Cleversafe theoretical performance has limits?
Up to Dispersed Storage Users
Hi.
I'm researching distributed storage solutions for a project with large anounts of data (hundreds of TB), and checking Cleversafe as a potential candidate.
After searching the Internet a bit, I found the following article, at storagemojo, but what was most interesting were the comments by storage professionals, which claimed that Cs has quite large performance limits, because of the used Reed-Solomon approach.
http://storagemojo.com/2008/03/03/cleversafes-dispersed-storage-network/
Can someone from CS team provide information about this matter?
Regards.
We are migrating our forums to a new site. If you don't mind, please re-post your question on http://dev.cleversafe.org/forums.
Our new forums are powered by phpBB. It has more features, performs better, and is generally easier for us to manage.
Our new site supports OpenID. Many online email providers also provide OpenID identities. If yours doesn't, you can also get an OpenID at http://myopenid.com. If you don't feel like getting an OpenID you can still register on our forums the old fashion way.
Sorry for the inconvenience,
Wesley Leggette
Open Source Manager
Cleversafe, Inc.
Previously Stas Oskin wrote:
Hi.
I'm researching distributed storage solutions for a project with large anounts of data (hundreds of TB), and checking Cleversafe as a potential candidate.
After searching the Internet a bit, I found the following article, at storagemojo, but what was most interesting were the comments by storage professionals, which claimed that Cs has quite large performance limits, because of the used Reed-Solomon approach.
http://storagemojo.com/2008/03/03/cleversafes-dispersed-storage-network/
Can someone from CS team provide information about this matter?
Regards.
Hi Stas,
Thank you for your inquiry. I will address your questions and concerns. Cleversafe uses a form of Reed-Solomon called Cauchy Reed-Solomon for its core Information Dispersal Algorithm. This is a faster form of Reed-Solomon and Cleversafe has improved the algorithm to perform the calculations even faster. With ample processor capacity, the performance of the IDA algorithm is not the limitting factor in a Cleversafe Dispersed Storage system.

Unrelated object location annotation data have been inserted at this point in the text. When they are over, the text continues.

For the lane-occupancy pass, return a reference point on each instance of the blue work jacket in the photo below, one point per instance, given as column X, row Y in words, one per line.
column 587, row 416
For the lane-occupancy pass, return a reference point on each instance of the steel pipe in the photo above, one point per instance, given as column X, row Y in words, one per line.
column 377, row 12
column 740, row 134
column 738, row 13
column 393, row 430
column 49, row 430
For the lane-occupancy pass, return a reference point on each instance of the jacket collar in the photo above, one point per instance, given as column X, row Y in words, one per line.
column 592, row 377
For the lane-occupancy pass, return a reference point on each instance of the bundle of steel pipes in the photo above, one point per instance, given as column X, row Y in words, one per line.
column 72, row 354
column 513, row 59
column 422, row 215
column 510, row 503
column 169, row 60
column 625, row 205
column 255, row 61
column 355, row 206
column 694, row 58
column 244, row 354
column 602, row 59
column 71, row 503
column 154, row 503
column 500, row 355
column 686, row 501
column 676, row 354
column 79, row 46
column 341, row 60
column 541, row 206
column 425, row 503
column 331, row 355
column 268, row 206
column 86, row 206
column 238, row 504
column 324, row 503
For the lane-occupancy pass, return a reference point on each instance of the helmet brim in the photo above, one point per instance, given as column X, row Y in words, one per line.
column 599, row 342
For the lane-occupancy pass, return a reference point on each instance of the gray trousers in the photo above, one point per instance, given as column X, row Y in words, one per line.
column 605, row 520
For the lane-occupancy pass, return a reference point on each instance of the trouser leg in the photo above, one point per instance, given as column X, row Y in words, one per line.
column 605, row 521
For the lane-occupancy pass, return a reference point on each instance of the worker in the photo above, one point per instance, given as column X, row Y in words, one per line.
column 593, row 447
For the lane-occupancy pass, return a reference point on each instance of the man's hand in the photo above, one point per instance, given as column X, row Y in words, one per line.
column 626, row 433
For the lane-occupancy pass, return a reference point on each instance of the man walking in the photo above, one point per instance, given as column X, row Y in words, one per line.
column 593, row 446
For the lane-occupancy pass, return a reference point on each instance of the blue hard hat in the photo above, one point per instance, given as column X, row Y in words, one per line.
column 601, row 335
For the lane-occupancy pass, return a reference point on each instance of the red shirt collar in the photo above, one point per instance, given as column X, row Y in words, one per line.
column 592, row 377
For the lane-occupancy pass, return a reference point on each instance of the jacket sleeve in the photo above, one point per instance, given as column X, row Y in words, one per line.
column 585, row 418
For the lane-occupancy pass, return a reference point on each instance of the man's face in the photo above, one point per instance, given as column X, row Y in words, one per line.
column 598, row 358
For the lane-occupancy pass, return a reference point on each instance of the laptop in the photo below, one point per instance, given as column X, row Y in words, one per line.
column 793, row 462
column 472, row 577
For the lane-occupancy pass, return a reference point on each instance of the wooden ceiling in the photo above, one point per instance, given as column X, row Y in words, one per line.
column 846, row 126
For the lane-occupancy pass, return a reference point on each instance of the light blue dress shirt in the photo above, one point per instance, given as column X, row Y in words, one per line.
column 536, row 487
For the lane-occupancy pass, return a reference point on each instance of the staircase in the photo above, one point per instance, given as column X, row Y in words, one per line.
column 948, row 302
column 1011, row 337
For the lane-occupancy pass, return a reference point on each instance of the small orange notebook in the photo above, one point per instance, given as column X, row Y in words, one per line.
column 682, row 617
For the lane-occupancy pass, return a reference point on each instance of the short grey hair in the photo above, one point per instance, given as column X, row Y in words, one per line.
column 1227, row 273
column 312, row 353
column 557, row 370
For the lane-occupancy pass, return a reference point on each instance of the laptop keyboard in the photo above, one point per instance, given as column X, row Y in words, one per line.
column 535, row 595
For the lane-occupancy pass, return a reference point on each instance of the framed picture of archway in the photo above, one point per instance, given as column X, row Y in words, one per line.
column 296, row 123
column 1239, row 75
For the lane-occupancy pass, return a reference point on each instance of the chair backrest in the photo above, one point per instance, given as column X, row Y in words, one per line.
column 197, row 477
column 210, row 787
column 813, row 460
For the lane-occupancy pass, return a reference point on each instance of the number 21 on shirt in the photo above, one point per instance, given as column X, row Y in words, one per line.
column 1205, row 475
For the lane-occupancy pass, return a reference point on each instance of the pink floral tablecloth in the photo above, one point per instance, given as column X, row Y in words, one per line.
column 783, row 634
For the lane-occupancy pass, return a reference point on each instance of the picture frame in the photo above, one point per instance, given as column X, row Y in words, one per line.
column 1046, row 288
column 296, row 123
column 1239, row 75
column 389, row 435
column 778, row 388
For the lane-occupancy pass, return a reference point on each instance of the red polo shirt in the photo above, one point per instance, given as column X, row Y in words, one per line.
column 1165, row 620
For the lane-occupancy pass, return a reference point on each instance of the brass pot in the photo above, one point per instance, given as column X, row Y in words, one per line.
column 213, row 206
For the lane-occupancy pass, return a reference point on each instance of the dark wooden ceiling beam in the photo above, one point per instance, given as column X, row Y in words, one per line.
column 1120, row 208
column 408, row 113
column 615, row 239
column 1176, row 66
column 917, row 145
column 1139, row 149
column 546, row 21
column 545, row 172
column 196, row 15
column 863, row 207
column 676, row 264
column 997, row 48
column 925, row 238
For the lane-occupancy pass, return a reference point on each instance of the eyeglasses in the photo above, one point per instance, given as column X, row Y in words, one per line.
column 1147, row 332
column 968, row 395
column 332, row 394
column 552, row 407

Cleversafe's technology works best in applications with large digital content objects that must be stored and protected for extended periods of time. Digital media, audio, images, log files, etc. are very good candidates for dispersed storage. The larger the data object, the better. The properties of dispersal allow you to store and protect these objects very efficiently with out the need to copy the data, therefore reducing your storage and management costs. We have several customers that are successfully using our technology for storing, protecting and potentially distributing large digital content libraries.
One of the respondents to the StorageMojo article claims that RAID 6 or RAID 5 is "sufficient" for protecting critical digital content and that the performance of these storage subsystems is far superior to dispersed storage. While it's true that RAID based systems offer enhanced protection, most customers mirror or copy their critical digital assets to protect them from a full subsystem failure and may copy them to another site to protect from an entire site failure. This functionality is built in with a dispersed storage system.
From a performace perspective, small block reads/writes will perform better on a single drive or across a small number of drives in a RAID system, but that's not necessarily the case with large digital content objects. Dispersed storage systems peform write and read operations to and from a network of storage nodes in parallel and operate on smaller pieces of the object not the entire object. Assuming sufficient network bandwidth, moving large objects to and from a network of storage nodes is very efficient due to the parallel I/O and processor operations.
I hope this addresses your concerns. Please respond if you need additional information.
Russ